Plus tard, assis sur le tapis avec leurs tasses, Kévin pinça les cordes de sa guitare.
— Tu joues vraiment bien, avoua Lucas.
— Merci. Ça, c’est du Balavoine. Et ça, Indochine. Des classiques.
Lucas ne connaissait vraiment que Téléphone. Kévin l’accompagna quand il se mit à chanter, et éclata de rire chaque fois qu’il se trompait dans les paroles.
— Tu devrais rentrer, finit-il par dire. Sinon ils vont envoyer tout le commissariat à ta recherche.
Le sourire de Lucas s’effaça.
Kévin l’écouta alors raconter toute l’histoire, sans l’interrompre.
— Fais pas l’idiot, dit-il enfin. Un père, c’est énorme. Moi, le mien, il est parti. Ma mère dit qu’il est cosmonaute.
— C’est vrai ?
— Mais non. Elle raconte n’importe quoi. Elle est drôle, c’est tout. Elle m’a élevé toute seule. Pas de famille autour. Mais elle assure. Alors règle ça, d’accord ? Les adultes font aussi des bêtises.
Lucas le prit dans ses bras.
Kévin avait raison.
On finit par le retrouver. Claire, Mamie Denise et Antoine lui expliquèrent tout. Comment Mamie Denise n’avait jamais accepté Antoine. Comment elle lui avait écrit, en prétendant que Claire s’était remariée. Comment Antoine l’avait cru et s’était éloigné.
— Pourquoi ? demanda Lucas à sa grand-mère.
— Je voulais votre bonheur à tous les deux, sanglota-t-elle.
— Et le sien ?
Elle se mit à pleurer.
— Pardonne-moi.
Le jour de l’anniversaire de Lucas, Kévin vint à la maison. Il apporta une affiche de Téléphone, et Claire l’autorisa à l’accrocher dans sa chambre.

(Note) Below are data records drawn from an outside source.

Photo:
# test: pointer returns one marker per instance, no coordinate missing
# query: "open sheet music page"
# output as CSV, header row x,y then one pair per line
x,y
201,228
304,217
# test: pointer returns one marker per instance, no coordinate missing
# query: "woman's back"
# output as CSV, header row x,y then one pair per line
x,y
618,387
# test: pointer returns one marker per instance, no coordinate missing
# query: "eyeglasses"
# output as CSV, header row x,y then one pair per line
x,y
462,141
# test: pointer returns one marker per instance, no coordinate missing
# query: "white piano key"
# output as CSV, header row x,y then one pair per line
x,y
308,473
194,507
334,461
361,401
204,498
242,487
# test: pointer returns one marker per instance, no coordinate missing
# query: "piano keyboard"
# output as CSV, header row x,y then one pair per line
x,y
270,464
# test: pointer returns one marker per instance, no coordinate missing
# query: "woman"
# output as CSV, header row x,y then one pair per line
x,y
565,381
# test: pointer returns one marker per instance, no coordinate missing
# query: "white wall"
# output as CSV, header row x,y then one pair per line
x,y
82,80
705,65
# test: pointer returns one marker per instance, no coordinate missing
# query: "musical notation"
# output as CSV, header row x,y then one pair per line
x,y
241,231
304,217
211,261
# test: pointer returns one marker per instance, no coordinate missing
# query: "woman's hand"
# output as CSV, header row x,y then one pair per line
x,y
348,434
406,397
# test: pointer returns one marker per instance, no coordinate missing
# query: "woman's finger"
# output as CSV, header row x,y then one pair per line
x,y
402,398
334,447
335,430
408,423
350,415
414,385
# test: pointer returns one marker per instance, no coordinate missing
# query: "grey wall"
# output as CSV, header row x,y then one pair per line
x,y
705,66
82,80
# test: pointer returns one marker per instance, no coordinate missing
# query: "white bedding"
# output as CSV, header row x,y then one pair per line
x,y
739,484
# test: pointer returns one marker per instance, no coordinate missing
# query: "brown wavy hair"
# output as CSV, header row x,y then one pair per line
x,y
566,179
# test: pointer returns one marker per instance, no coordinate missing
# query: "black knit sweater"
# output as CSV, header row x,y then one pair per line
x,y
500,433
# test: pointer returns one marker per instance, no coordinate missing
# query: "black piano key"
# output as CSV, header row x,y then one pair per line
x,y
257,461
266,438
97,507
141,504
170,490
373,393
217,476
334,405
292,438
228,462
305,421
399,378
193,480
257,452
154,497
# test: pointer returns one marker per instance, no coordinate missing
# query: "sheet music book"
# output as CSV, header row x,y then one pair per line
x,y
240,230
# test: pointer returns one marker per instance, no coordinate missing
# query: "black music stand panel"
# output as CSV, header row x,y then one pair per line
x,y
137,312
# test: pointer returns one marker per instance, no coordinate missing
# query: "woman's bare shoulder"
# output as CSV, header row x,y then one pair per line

Lucas finit par leur pardonner à tous.
« Des histoires d’adultes », avait dit Kévin.
Mamie Denise prit Kévin sous son aile. Elle le nourrit, lui fit réviser ses maths, surveilla ses pulls et ses cahiers comme s’il avait toujours été un peu à elle.
Des années plus tard, ils se retrouvent encore au bord de la mer, grattant leurs guitares, mangeant des croque-monsieur comme des rois.
Et Antoine ? Lucas l’aime. Il a maintenant des demi-frères et demi-sœurs, et tout le monde s’entend bien. Mais entre son père et lui, il existe quelque chose que personne n’a jamais réussi à casser. Un lien qu’aucun mensonge n’a pu atteindre.